Pournelle is on a quest to understand the role of marshes in southern Iraq between 4000 B.C.E. and 3000 B.C.E., when humans first began to live in a network of cities. After a decade of work with satellite and aerial images, she and two colleagues finally got a chance to see the region up close last September, on an expedition with the University of Basra.
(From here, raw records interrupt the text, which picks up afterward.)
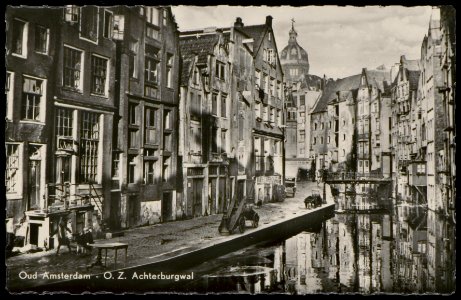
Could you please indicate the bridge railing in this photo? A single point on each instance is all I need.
(337, 176)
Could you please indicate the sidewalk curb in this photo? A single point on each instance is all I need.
(279, 229)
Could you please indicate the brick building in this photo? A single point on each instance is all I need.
(144, 167)
(205, 116)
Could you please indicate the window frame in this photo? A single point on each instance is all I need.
(41, 106)
(9, 89)
(105, 93)
(24, 38)
(47, 40)
(82, 37)
(81, 75)
(19, 191)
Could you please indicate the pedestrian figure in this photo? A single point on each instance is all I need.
(83, 239)
(62, 230)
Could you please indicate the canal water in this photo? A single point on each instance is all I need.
(409, 250)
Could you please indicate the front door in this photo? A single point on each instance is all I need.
(197, 186)
(167, 207)
(34, 184)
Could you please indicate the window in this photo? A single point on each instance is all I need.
(196, 139)
(223, 106)
(167, 120)
(293, 72)
(152, 32)
(265, 113)
(220, 70)
(266, 84)
(89, 141)
(133, 114)
(169, 71)
(118, 27)
(302, 100)
(151, 70)
(99, 75)
(64, 123)
(214, 137)
(32, 92)
(72, 68)
(41, 39)
(165, 16)
(131, 168)
(150, 165)
(279, 89)
(116, 165)
(89, 23)
(72, 13)
(166, 169)
(19, 45)
(272, 87)
(9, 84)
(108, 24)
(12, 175)
(133, 138)
(223, 141)
(258, 109)
(152, 15)
(270, 56)
(150, 124)
(214, 104)
(167, 142)
(257, 77)
(133, 57)
(302, 135)
(196, 106)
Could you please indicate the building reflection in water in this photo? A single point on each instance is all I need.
(409, 251)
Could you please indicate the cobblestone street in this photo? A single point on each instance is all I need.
(152, 243)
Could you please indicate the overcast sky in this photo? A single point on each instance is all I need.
(339, 40)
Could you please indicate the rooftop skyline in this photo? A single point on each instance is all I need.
(339, 40)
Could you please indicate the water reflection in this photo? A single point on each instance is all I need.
(409, 251)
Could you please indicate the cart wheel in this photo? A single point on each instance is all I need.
(242, 225)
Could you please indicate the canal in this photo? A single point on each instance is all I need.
(405, 250)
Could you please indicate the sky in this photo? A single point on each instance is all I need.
(340, 41)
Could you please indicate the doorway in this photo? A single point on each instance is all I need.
(34, 230)
(167, 207)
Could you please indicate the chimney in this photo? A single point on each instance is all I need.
(269, 21)
(238, 23)
(323, 82)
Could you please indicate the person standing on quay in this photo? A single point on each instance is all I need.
(63, 240)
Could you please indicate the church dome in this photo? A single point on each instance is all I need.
(293, 52)
(293, 58)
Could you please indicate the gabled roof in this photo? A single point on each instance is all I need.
(185, 71)
(347, 86)
(254, 31)
(311, 81)
(329, 93)
(413, 78)
(200, 45)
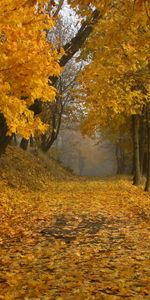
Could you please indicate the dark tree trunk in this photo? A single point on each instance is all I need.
(120, 160)
(136, 156)
(56, 110)
(4, 139)
(70, 49)
(24, 144)
(142, 140)
(147, 186)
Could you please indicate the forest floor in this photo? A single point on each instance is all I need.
(69, 238)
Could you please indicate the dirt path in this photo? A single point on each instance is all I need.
(76, 240)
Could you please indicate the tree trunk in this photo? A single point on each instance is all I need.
(24, 144)
(136, 156)
(147, 186)
(142, 140)
(4, 139)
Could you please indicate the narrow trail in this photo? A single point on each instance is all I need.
(74, 239)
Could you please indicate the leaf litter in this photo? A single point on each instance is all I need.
(65, 238)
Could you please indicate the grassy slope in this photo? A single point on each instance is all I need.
(64, 237)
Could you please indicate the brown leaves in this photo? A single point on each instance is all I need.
(73, 239)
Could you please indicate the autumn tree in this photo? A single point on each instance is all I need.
(116, 82)
(26, 62)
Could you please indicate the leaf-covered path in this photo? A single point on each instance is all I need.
(74, 238)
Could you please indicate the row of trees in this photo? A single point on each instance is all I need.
(114, 83)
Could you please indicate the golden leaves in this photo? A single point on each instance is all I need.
(26, 62)
(108, 219)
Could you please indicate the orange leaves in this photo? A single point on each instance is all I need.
(70, 238)
(26, 62)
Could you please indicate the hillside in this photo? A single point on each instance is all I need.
(63, 238)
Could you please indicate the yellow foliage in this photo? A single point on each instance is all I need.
(27, 60)
(116, 82)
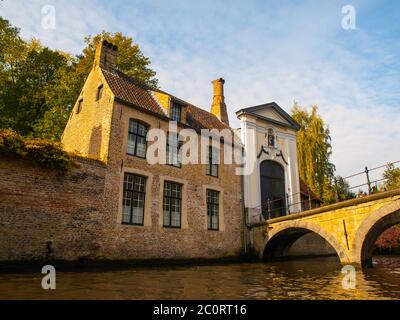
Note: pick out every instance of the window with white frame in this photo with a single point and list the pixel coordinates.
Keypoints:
(212, 210)
(212, 161)
(137, 133)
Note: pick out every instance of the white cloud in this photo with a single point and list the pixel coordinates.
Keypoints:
(266, 53)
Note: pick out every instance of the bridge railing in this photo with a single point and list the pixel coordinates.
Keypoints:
(367, 182)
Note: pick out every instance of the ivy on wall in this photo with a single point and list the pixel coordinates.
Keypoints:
(46, 153)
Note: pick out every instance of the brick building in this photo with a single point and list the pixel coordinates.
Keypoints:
(154, 210)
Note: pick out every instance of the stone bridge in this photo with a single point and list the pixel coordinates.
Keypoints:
(349, 228)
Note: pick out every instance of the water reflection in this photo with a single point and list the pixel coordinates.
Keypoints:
(306, 279)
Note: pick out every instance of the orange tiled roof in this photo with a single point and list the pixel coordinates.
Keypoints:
(130, 91)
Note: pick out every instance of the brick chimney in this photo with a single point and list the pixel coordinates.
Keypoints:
(218, 107)
(106, 55)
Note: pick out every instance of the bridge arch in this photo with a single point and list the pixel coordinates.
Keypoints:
(370, 230)
(289, 232)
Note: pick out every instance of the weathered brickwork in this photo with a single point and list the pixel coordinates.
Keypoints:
(194, 240)
(350, 227)
(81, 212)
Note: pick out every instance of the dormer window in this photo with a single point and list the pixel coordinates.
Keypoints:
(79, 107)
(176, 112)
(99, 92)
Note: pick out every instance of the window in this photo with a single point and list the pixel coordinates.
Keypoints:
(176, 112)
(172, 205)
(99, 92)
(137, 145)
(133, 199)
(212, 210)
(79, 108)
(212, 162)
(174, 152)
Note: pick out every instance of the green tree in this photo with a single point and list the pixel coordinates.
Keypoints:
(392, 176)
(314, 152)
(130, 59)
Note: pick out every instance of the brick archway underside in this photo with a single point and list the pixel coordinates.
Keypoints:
(370, 230)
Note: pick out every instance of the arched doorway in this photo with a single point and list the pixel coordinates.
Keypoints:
(273, 196)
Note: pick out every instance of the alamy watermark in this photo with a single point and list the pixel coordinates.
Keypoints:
(49, 19)
(188, 147)
(349, 18)
(49, 280)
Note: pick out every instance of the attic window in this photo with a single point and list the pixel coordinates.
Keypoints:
(176, 112)
(99, 92)
(79, 108)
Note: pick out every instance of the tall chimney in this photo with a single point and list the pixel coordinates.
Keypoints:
(106, 55)
(218, 107)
She presented the team's findings at a meeting in November and hopes to return to Iraq this year.
If she is right, says her former adviser, Guillermo Algaze of the University of California, San Diego, “we may have to rethink how Mesopotamian civilization began.” “It's very intriguing,” adds archaeologist Jason Ur of Harvard University. “She's proposing a radically different environmental context for the first cities.” But additional on-the-ground data will be crucial to convince interested but skeptical colleagues.

Jerry continues

Investigating Chinampa Farming
Re your daughter’s writings on fertile crescent cities being formed on swamps:
This appeared to be how the Aztec empire was built. A small tribe forced to live in the middle of a lake became enormously productive & begat a great nation.
" How the Aztec Empire fed the burgeoning population of its capital, Tenochtitlan, has long intrigued researchers. Most of Tenochtitlan’s estimated 150,000 to 200,000 inhabitants at the time of Spanish contact were not food producers. The system, known as chinampas, of draining swamps and building up fields in the shallow Basin of Mexico lakebeds, was a remarkable form of intensive agriculture that Jeffrey Parsons of the University of Michigan suggests provided one-half to two-thirds of the food consumed in Tenochtitlan.
At the time of Spanish contact, shallow lakes covered approximately 1000 km2 of the Basin of Mexico. Archaeological surveys show that large expanses of the lakes were converted into chinampas."
Neil Craig

Jenny has created considerable scientific interest in her theories of marshlands and the origins of civilization. Needless to say I am proud of her.